Medicaid waiver programs are introduced to the public on February of 1984 during a time when the United States medical statistics revealed the alarming increase in mentally retarded children. Originally, Medicaid thought of waiver programs to cater mostly to developmentally-disabled children. However, as time progressed and as health needs continued to arise, waiver programs were eventually extended to a wider set of patients and not only to a specific age bracket.

Now, Medicaid waiver programs are extended to waiver older adults (senior assisted housing waiver and waiver expansion), individuals with autism spectrum disorder, and individuals with physical disabilities. It is obvious that Medicaid has never abandoned its original advocacy of upholding the needs of disadvantaged, helpless children, although today, they also cater to adults and teens.
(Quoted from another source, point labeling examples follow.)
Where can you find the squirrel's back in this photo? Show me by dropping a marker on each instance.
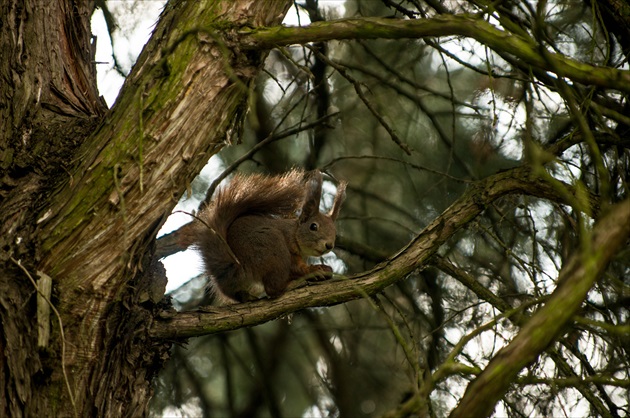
(258, 195)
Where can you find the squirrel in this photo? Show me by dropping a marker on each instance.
(257, 232)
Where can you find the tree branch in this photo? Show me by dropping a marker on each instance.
(524, 49)
(415, 255)
(575, 280)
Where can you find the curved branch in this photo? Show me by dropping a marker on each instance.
(415, 255)
(574, 282)
(470, 26)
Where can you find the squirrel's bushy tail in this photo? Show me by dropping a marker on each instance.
(280, 195)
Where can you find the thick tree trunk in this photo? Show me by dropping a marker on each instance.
(85, 190)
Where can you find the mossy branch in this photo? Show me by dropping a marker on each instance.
(503, 42)
(415, 255)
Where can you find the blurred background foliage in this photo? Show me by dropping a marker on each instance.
(409, 124)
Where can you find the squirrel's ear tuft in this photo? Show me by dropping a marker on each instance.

From services like day habilitation, respite care, services coordination, environmental modifications, residential option services and many others offered to mentally- and physically-challenged kids, more inclusive support are also being waived for older adults. These include the following: administrative care management, attendant care, family training, consumer training, environmental accessibility adaptations, occupational and speech therapies, and personal emergency response systems.

All the above-mentioned medical services could be waived if you are under Medicaid assistance. So if you are experiencing difficulties in conducting and maintaining your personal medical finances, you can start acquiring help from Medicaid anytime you like.